# **EXPECTED SARSA**

It is the temporal difference learning method used in the model free learning. Expected SARSA, like its counterparts SARSA and Q-learning, is a Temporal Difference or TD learning method used in model-free RL, where we start by initializing a Q-table. Then, repeatedly, the agent chooses an action, receives a reward, and updates the table, until convergence is achieved. However, the key distinction of Expected SARSA over SARSA and Q-learning lies in its update rule.
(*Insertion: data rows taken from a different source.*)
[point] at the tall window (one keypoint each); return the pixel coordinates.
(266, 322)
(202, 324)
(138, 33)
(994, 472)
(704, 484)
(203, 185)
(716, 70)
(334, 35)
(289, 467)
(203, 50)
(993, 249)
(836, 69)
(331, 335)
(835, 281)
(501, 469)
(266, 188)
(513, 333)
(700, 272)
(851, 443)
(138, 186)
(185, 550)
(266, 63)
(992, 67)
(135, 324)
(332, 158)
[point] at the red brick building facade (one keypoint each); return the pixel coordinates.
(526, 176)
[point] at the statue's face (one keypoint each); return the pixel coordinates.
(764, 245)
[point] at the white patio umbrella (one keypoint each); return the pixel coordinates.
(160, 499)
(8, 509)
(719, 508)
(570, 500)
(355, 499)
**Expected SARSA update**\
While SARSA relies on the actual next action taken to update Q-values, and while Q-learning updates Q-values based on the maximum reward attainable from the next state, regardless of the policy being followed, Expected SARSA calculates the expected value of the next state based on all possible actions. This makes Expected SARSA more robust to changes and uncertainties, as it considers the average outcome of all possible next actions according to the current policy.

**Expected value of next sate**\
Expected SARSA's formula reflects this approach by focusing on the expected value of the next state. This is achieved by calculating the sum of the Q-values from all possible actions initiated from this state. Each Q-value is weighted by the probability of its corresponding action being selected under the current policy. In our context, since actions are chosen randomly for now when training, it means they have an equal probability of being selected. Therefore, the expected value simplifies to the mean of the Q-values for all actions in the next state.

### **Expected value of next state**
$$
\text{Q(s,a)} = (1-\alpha)+\alpha [r+\gamma E{Q(s^{'},A)}]
$$
$$
\text{E{Q(s',A)}}=\text{Sum}(Prob(a) * Q(s',a)\text{for a in A})
$$
For random actions with equal probablities:
$$
\text{E{Q(s',A)}}=Mean(Q(s',a)\text{for a in A})
$$

### **Implementation in Frozen Lake**

In [1]:
import gymnasium as gym
import numpy as np

In [4]:
env=gym.make('FrozenLake-v1',is_slippery=False)
num_states=env.observation_space.n
num_actions=env.action_space.n
Q=np.zeros((num_states,num_actions))
gamma=0.99
alpha=0.1
num_episodes=1000

In [6]:
def update_q_table(state,action,next_state,reward):
    expected_q=np.mean(Q[next_state])
    Q[state,action]=(1-alpha)*Q[state,action]+alpha*(reward+gamma*expected_q)

In [None]:
for i in range(num_episodes):
    state,info=env.reset()
    terminated=False
    while not terminated:
        action=env.action_space.sample()
        next_state,reward,terminated,truncated,info=env.step(action)
        update_q_table(state,action,next_state,reward)
        state=next_state

In [9]:
policy={state:np.argmax(Q[state]) for state in range(num_states)}
print(policy)

{0: np.int64(1), 1: np.int64(2), 2: np.int64(1), 3: np.int64(0), 4: np.int64(1), 5: np.int64(0), 6: np.int64(1), 7: np.int64(0), 8: np.int64(2), 9: np.int64(2), 10: np.int64(1), 11: np.int64(0), 12: np.int64(0), 13: np.int64(2), 14: np.int64(2), 15: np.int64(0)}